You can describe these as 4 hunan thought domains — animal, scientist, poet, prophet.

Inquisitor Benedictus said...

By the way, if the first three thought processes were called instinct, intellection, and intuition, I would call the fourth 'faith'.

Ilo said...

What seems most weird to me in the Trads is that they seem to believe that, despite all the obvious spiritual corruption of their chosen institution, you need permission from said institution to be a committed Christian.

Bruce Charlton said...

@IB - Ok, if it works for you; but I find your explanation much harder to understand than what it purports to explain - because so abstract an analogy.

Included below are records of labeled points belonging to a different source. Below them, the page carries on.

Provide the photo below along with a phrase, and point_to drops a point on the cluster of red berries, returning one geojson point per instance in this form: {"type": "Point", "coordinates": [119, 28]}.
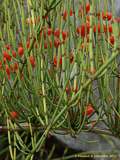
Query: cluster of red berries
{"type": "Point", "coordinates": [9, 61]}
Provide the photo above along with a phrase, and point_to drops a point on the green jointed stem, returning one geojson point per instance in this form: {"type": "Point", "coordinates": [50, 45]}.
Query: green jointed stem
{"type": "Point", "coordinates": [76, 98]}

One has first to understand the abstract analogical model, then translate the model back into reality.

@llo - I agree 100%!

I would have thought that this stark incoherence just needed pointing-out to be acknowledged - but seemingly not.

T said...

I'm interested in the true romanticism of the 1700s. I wonder if you could give me a tip on where to look first in reading about it as it was described at the time and about its usurpation.

Bruce Charlton said...

@T - I don't think you can get all that from a single source. And understanding (in this era) is meant to be an active process of individual discovery. Romanticism comes of age, by Owen Barfield, may be a decent start?

T said...

Understood. Thank you very much for your response and the suggestion. Always a fascinating blog. God bless you.